12 What is poverty 13 Poverty and obedience 14 Solitude and obedience

(12) The Venerable Father Francis of Iesi said, “True poverty consists in loving any no earthly thing, but only the Divine Majesty and in doing His Will perfectly.” Therefore those venerable Fathers said poverty consists much more in the will than in the use of things. That meant that it means nothing to be poor in earthly things before God and yet be rich with ones own will. They gave this example. If when a Friar dies they find three farthings sewn into his habit, everyone would think he died in ownership and he would be refused a church funeral, as if he were damned. Now if that Friar dies owning three farthings, this external poverty of having no earthly things is important enough to send him to hell. And this external poverty is the least of all the kinds poverty. How much more should it be said that one must die condemned if without contrition and confession he dies the owner of self-will, which is the greatest wealth to be found in the world?

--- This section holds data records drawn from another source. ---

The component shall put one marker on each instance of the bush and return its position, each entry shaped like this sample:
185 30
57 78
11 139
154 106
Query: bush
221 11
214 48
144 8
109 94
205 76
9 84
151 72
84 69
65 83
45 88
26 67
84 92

(13) As person who is imprisoned or a slave gives everything he has in order to free himself. Therefore this is the vow to which we have freely obliged ourselves: to be poor in ones own will. By our profession we are completely deprived of it. We no can no longer say, “I want” or “I don’t want.” Rather we have completely stripped ourselves of this for the love of God with the obligation to do what others command us. This is that precious jewel that we have given to the Lord God. This is more acceptable to Him in comparison to all the riches of the world. It is no small things for someone to give his own will to the Lord God, an offering which is sufficient in itself. With it nothing else pleases Him. This therefore is that true poverty of spirit that exalted those early Fathers of ours so much, freeing them from all earthly love, from ambition, from the desire to be considered holy and from every physical comfort. All these things impede the spirit very much and often extinguish it completely. They rejoiced so much over submission that the greatest grief that could done them was to give them some office in which they had to be over others, like something which very much hindered the sweetness of contemplation for them. They enjoyed submission as a very great freedom that liberated them from all pre-occupation and from all thought about what they had to do in order to meet their needs. Often when they were talking together they said to one another, “You do not know what the devil put in my mind during prayer: ‘In which place you would like to be?’ I answered him, ‘I would like to be where my Superior puts me.’” Then they added, “Holy obedience frees us from all worry. When the devil says to us, ‘What will you eat?’ The answer to him is, ‘Whatever the cook gives me.’ “What will you wear?’ ‘The habit the Guardian gives me.’ And so with everything.”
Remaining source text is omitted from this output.